LMT — A contrarian mean-reversion watch, not a momentum chase

  • Catalyst: The five-month divergence between escalating strikes and falling defense-stock prices is itself the setup — a name trading near a 17x forward P/E with a $194B backlog and expanding Pentagon production contracts, despite being down double digits since the conflict began.
  • Time horizon: Weeks — this is a slower, valuation-driven watch, not a today's-headline trade.
  • What would invalidate: Continued "conflict fatigue" price action even as strikes intensify would suggest the market is pricing in something structural (appropriations risk, program delays) that a backlog number doesn't capture — in which case the cheap valuation is a value trap, not an opportunity.
  • Risk note: This is explicitly a bet against the recent trend, which is a lower-probability, higher-patience setup than a straightforward catalyst trade. Small sizing is appropriate.

Portfolio-level guidance

Allocation and risk observations. Not specific buy/sell calls — those depend on a full picture this report doesn't see.

  • Concentration check: Tech and chip-heavy portfolios have now absorbed two straight down sessions concentrated in semis; today adds financials-earnings and CPI volatility on top. Worth knowing how much of a portfolio's growth allocation is concentrated in the AI-memory complex specifically, given SK Hynix's wobble is dragging peers with it.

  • Rates positioning: The 10-year sits around 4.60%, drifting higher into CPI as rate-hike bets build. Two distinct sources of upward yield pressure — a hawkish Fed repricing and oil-driven inflation risk from the Hormuz blockade — are compounding rather than offsetting each other right now.
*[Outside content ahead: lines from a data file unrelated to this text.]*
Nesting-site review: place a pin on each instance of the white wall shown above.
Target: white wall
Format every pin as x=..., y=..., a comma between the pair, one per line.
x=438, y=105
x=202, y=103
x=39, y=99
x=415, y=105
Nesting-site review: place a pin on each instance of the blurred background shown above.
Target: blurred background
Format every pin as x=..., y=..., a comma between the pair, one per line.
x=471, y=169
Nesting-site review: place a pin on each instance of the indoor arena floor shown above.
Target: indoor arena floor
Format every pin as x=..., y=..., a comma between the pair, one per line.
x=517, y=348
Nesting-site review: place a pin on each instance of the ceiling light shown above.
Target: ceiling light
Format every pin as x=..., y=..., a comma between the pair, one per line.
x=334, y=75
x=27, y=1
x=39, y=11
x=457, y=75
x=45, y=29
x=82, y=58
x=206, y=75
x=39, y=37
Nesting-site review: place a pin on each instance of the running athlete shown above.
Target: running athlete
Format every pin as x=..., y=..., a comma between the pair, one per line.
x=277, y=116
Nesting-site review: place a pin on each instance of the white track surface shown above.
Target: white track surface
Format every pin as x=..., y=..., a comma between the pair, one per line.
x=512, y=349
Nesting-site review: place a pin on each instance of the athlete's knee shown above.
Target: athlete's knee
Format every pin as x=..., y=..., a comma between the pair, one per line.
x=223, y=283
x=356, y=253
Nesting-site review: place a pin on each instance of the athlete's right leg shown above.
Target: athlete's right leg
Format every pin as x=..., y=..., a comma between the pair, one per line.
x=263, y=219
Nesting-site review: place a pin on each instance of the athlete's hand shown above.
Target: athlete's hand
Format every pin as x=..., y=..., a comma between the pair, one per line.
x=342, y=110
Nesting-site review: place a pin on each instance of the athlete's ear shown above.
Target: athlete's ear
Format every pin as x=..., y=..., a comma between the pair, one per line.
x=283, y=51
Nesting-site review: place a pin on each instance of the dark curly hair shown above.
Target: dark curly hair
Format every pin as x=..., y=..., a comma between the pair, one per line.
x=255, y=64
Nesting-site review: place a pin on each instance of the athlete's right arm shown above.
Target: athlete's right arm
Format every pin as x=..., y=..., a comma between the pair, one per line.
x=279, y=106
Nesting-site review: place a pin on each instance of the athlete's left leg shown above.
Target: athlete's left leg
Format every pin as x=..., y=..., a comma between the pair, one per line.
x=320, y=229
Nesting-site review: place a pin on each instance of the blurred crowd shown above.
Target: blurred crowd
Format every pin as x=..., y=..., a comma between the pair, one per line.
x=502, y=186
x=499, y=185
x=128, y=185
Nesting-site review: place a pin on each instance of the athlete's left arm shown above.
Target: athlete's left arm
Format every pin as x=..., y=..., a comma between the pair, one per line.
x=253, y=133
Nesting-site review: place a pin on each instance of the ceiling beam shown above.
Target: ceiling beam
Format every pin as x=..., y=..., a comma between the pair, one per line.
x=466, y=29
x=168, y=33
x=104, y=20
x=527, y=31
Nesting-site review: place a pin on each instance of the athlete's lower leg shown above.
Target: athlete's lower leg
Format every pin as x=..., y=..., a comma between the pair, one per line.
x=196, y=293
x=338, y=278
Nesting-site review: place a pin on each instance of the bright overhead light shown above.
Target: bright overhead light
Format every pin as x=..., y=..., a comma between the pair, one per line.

  • Cash & dry powder: With CPI, five bank earnings reports, and a blockade implementation all landing in one session, letting the highest-conviction catalyst clarify before adding to any single position is more disciplined than reacting to the first premarket print.

  • Risk regime read: VIX around 16, up from Friday's mid-teens close but still well short of anything resembling panic. Worth watching whether today's data pile-up is the trigger that finally moves volatility meaningfully, given how many prior Iran-related headlines this year have been absorbed without a lasting VIX repricing.

Watch list — tomorrow / this week

Earnings: Morgan Stanley and BlackRock report Wednesday, July 15. Lockheed Martin reports July 23.

Economic data: June CPI is due today, Tuesday July 14, at 8:30am ET. June PCE — the Fed's preferred inflation gauge — lands July 25, ahead of the July 28-29 FOMC meeting.

Fed / central bank: No scheduled Fed speakers flagged for today. The next FOMC decision is July 28-29.

Other: The Strait of Hormuz blockade and 20% cargo fee take effect at 4pm ET today — watch tanker-tracking data over the coming sessions for whether this produces a real volume disruption or gets absorbed the way prior closure claims have. SK Hynix (SKHY) settlement also lands today, a live variable for the chip-sector selloff.

Disclaimer

This report is prepared for personal research and informational purposes only. It does not constitute investment advice, an offer, or a solicitation to buy or sell any security. Information is drawn from public sources believed to be reliable but is not guaranteed accurate or complete. Markets change rapidly; data may be stale by the time of reading. Any "ideas" mentioned are research candidates, not recommendations, and do not consider any specific person's financial situation, objectives, or risk tolerance. Consult a licensed financial advisor before making investment decisions. Past performance does not predict future results.